Because most of the church has refused to take Jesus’ teaching and example seriously” he says, “now much of the world refuses to take Christians seriously” (

And one can hardly blame them. We all need to repent. We can all do better. And because we are only human, we always will. So I think that maybe the task before us is not to build a perfect church full of perfect people who always get it right, but rather to build a community where people can get it wrong and learn that thanks to the grace of God, that never need be the end of the story. What if we dropped the idea of perfection once and for all and embraced the idea of Christianity as a practice?

Brian McLaren has been talking about this for quite some time and asking us to re-envision our churches as places where we can practice the art of love together. For awhile there he was asking us to re-imagine our churches as schools of love, which sounded good.

But Brian soon realized that the analogy wasn’t quite right because schools are full of experts who are there to teach others, and he would be the first to admit that none of us our experts when it comes to living in the way of Jesus. I certainly haven’t mastered it yet.

And so rather than a school, he suggests we think of this place more as a studio.  Only, instead of learning how to throw pots or paint or sculpt, we’d devote ourselves to learning how to love.

Imagine that. Imagine the church as a place where you could come and practice love like it’s an art form, a craft you could deepen and hone alongside others - always striving never arriving, always deepening never exhausting your knowledge, always perfecting never perfect, always growing, learning, striving - a studio where you could make mistakes, learn from them, and always, always, always start again in the midst of people as committed to the art of love as you.

At the end of our Synod there was no big kumbaya worship service where both denominations made peace, they became open and affirming and the the UCC rid itself of racism once and for all. We’ve all still got some work to do.

But because hate was met with genuine love, I dare say that good won out. There was a marked shift in the air and in our interactions with one another, interactions that were now charged with care and respect, honor and blessing.

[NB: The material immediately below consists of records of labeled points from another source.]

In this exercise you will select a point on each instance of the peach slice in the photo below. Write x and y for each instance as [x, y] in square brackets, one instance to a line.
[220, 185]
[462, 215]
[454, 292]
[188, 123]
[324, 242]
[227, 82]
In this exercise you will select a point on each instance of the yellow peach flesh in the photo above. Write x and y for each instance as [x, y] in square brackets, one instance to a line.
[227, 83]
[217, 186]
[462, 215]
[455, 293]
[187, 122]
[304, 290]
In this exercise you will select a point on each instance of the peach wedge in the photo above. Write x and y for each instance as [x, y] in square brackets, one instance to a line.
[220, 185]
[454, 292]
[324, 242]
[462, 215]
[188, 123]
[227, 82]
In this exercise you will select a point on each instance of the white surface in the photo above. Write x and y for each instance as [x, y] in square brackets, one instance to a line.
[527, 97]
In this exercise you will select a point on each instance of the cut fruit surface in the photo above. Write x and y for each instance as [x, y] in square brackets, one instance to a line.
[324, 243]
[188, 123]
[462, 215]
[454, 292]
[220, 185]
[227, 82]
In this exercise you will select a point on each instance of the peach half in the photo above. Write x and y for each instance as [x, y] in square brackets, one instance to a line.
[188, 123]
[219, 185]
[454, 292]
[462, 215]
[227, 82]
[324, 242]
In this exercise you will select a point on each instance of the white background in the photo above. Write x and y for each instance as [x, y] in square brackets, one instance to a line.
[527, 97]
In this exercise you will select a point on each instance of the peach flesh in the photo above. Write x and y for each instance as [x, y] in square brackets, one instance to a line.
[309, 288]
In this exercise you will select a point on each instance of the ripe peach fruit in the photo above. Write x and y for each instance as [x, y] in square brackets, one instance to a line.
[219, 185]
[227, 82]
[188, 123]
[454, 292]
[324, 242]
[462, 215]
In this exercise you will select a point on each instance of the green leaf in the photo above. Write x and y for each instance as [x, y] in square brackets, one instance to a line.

I’d like to leave you with the words Shellie posted later that day on her Facebook page:

Let me tell you THIS story (she wrote). Ya’ll, only the Spirit transforms shouts of hate to a liturgy of blessings — and that’s something to actually shout about!! The transformative power of the Love that holds us, dwells with & within us, will and does bring about God’s kin-dom here on earth as it is in heaven!! Now I had shared that myself & other queer siblings experienced hate speech from another church denomination also here for a conference …

And still LOVE is LOUDER. Today I’ve already had two beautiful, Spirit-filled exchanges with some of their folks that sounded like this:

Me: May the Peace of Christ be with you.

Her: May peace be multiplied forever.

And again. Me: May you know God’s ever present love & grace with you today.

Him: May the Lord God go before you, behind you, beside you all the days of your life.

… God is indeed renewing us, (wrote Shellie) making all things new as the Holy Spirit transforms each of us toward revolutionary acts of worship, witness, & blessings.  So as my sister from another place of worship said to me today so I say to you — May peace be multiplied forever. May it be so. Hallelujah and Amen.”